Introduction: Acute pancreatitis (AP) is a common emergency department (ED) presentation with a variety of outcomes. Stratifying AP severity with scoring systems can allow physicians to effectively manage patient disposition.

Objective: To identify ED pancreatitis patients who will likely be admitted to the ICU or be discharged within 48 hours, and to validate existing pancreatitis severity scores.

Methods: Patients with a final ED diagnosis of AP and/or lipase ≥ 3 times the upper limit of normal were enrolled in a prospective, observational chart review study. Parametric and non-parametric descriptive statistics were used to describe the patient population. Area under receiver operating curve (AUC) was used to determine the predictive accuracy of existing pancreatitis scores.

Results: Ranson criteria, Glasgow-Imrie (GI) criteria, Bedside Index of Severity in Acute Pancreatitis (BISAP), and Harmless Acute Pancreatitis Score (HAPS) were assessed. GI criteria (AUC = 0.77) had the highest predictive accuracy for ICU admission, while Ranson criteria (AUC = 0.62) had the highest predictive accuracy for early discharge. Mean scores of ICU patients were significantly (p < 0.05) higher than those of non-ICU patients in all four scoring systems; however, mean scores in ICU patients failed to meet the severe case threshold for all four scoring systems.

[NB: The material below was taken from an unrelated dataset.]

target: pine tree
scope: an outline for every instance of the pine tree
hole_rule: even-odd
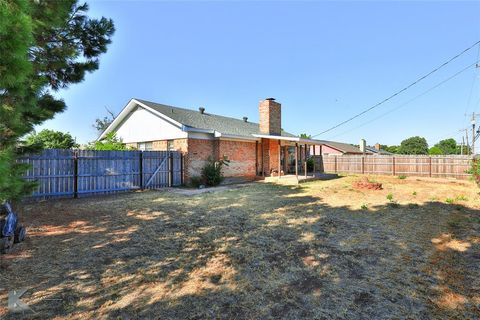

Discussion: Existing pancreatitis scoring systems cannot consistently predict AP severity in ED patients. The small difference in mean ICU and non-ICU patient scores illustrates the difficulty of using scoring systems to stratify AP severity in the ED. Further efforts to develop an ED-specific scoring system could allow physicians to more efficiently admit patients.